IS: This goes back to optimization of their workflows through our proprietary software solutions, then leveraging the database that no one has—that we make available—to verify the wire accounts. I want to stress that the advanced technology that we have today is also available to the hackers. They’re expecting folks to be disjointed, to be vulnerable, to be emotional, to be overlooking things just to close a transaction, and to be relying on systems and networks that they built trust on the people. However, they don’t control any of their dependencies on the network, switches, routers, carriers, other technological dependency that they have and their own ability to deal with technology at these levels that’s out of their control.

How do you secure that? It’s very hard to capture all of them to go through this one pipeline of collection. It becomes very important to be there at the transaction level to make sure that just before the transaction is closing, everybody has been measured, quantified, checked, validated, vetted, verified.

AC: One of the things that I brought from Wall Street is that I’ve set up a lot of new products in different markets around the world and know that one of the biggest challenges that you have when you set new products is the settlement and back office is clearing aspects of the products.

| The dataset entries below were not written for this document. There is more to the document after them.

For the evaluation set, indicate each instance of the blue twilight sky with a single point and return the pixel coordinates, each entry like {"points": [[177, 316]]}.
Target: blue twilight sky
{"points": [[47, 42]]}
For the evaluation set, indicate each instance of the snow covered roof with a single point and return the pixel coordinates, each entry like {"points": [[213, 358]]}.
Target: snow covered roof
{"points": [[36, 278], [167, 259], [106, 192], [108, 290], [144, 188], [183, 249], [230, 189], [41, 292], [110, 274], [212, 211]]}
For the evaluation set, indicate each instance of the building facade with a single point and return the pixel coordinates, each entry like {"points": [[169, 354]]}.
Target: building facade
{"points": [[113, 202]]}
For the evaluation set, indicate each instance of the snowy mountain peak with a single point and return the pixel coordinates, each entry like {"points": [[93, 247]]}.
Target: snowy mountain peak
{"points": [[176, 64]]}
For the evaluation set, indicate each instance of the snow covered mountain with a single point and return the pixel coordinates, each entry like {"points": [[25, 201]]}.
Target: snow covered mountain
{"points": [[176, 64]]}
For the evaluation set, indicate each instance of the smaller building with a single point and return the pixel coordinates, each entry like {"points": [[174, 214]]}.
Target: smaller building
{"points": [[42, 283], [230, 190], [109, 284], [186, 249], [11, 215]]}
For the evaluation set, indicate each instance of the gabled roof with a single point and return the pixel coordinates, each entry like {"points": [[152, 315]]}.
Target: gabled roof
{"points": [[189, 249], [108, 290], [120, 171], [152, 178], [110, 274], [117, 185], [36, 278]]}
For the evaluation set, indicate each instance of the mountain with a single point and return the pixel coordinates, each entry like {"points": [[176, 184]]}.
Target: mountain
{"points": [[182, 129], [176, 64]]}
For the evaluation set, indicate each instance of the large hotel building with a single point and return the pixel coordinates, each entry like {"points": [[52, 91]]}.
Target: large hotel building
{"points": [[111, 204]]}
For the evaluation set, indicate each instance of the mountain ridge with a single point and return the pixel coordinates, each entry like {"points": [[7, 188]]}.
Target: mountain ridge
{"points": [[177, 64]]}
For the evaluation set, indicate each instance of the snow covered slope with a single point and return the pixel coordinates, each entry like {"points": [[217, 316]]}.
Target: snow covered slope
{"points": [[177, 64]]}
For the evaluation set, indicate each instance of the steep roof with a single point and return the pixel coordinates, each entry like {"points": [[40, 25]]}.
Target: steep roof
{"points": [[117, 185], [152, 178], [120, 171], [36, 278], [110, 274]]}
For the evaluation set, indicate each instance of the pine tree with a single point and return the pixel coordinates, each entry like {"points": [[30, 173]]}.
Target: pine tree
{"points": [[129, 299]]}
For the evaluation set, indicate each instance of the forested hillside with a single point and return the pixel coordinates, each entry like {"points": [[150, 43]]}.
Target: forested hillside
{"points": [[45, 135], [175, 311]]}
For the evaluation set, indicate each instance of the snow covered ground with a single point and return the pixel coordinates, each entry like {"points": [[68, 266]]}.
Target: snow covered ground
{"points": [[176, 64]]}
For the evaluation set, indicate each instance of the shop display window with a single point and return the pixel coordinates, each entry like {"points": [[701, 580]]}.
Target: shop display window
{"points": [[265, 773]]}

When you think about all the transactions in an existing market, which is the mortgage market as well as the general U.S. real estate market, on a global scale, we’re talking anywhere between $1.5-2 trillion per year. It’s the largest market in the world that doesn’t have a clearinghouse or exchange and is probably the most disparate setup in terms of the settlement parties you have to work with. There’s 60,000 of those agents. It just lends itself to so much potential fraud, so much potential misinterpretation from incorrect transliteration.

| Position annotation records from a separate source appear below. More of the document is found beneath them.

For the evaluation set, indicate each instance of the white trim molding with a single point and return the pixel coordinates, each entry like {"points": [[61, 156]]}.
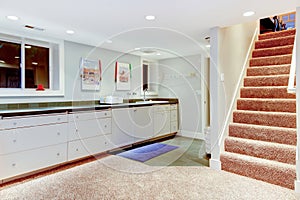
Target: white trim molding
{"points": [[191, 134]]}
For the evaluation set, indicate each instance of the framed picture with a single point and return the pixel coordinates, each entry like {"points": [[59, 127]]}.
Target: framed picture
{"points": [[90, 74], [122, 76]]}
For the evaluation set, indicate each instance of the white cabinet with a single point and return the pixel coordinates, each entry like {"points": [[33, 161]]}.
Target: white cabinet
{"points": [[174, 118], [142, 123], [161, 120], [88, 133], [21, 139], [88, 146], [131, 125], [32, 142], [122, 127]]}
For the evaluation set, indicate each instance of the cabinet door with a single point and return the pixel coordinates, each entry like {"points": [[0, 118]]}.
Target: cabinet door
{"points": [[161, 121], [81, 129], [122, 127], [86, 147], [32, 120], [26, 161], [143, 123], [22, 139]]}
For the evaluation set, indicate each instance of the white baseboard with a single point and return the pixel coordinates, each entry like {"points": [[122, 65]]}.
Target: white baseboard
{"points": [[297, 186], [215, 164], [191, 134]]}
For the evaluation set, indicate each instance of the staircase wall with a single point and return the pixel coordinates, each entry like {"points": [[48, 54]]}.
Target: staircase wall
{"points": [[297, 182], [228, 51]]}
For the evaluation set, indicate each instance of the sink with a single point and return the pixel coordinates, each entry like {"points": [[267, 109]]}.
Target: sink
{"points": [[150, 102]]}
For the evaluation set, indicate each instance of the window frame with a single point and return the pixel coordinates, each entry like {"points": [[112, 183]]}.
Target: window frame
{"points": [[43, 42]]}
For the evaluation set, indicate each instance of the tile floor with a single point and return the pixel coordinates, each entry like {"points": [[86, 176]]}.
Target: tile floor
{"points": [[191, 152]]}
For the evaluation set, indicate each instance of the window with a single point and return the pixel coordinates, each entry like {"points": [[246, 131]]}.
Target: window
{"points": [[26, 63], [149, 83], [10, 65]]}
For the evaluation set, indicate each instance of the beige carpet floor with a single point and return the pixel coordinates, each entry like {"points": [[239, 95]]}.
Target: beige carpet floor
{"points": [[114, 177]]}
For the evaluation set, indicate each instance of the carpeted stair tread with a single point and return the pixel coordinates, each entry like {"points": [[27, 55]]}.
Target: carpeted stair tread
{"points": [[274, 80], [268, 70], [269, 105], [274, 51], [277, 34], [278, 119], [273, 172], [261, 149], [264, 133], [266, 92], [271, 60], [275, 42]]}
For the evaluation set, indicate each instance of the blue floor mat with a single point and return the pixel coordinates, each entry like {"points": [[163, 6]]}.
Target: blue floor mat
{"points": [[145, 153]]}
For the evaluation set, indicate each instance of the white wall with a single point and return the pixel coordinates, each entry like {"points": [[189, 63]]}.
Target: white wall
{"points": [[229, 47], [73, 52], [181, 78]]}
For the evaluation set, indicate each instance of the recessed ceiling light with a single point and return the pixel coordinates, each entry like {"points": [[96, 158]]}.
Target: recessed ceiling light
{"points": [[150, 17], [70, 32], [248, 13], [12, 17]]}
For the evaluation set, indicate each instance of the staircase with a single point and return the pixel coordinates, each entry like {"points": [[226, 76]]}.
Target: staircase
{"points": [[262, 138]]}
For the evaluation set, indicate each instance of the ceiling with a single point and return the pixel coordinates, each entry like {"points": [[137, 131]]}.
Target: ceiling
{"points": [[179, 28]]}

The key to a lot of this is the title insurance underwriters, who are taking steps to improve this, but do not have the intelligence that we have. We’re trying to create a safe harbor approach that doesn’t require all parties that come through our portal, or our workflow, to change the way that they settle but allows them to operate in the same way they’ve been operating. We want them to be able to do so in a way that allows lenders, consumers and downstream investors to have confidence that the transactions have been handled properly and there will be recourse.

You can’t prevent the wrongful intentional act of a bad actor. You can’t prevent their desire from conducting fraud. What we can do is identify that this party is not working according to the requirements of the individual state law and make sure that our clients have every form of recourse. One of our clients recently got paid off with a $1.7 million return because we created an audit trail to cover them. This is real. It’s happening, but we also have the ability to give recovery to clients so that they’re not financially attacked.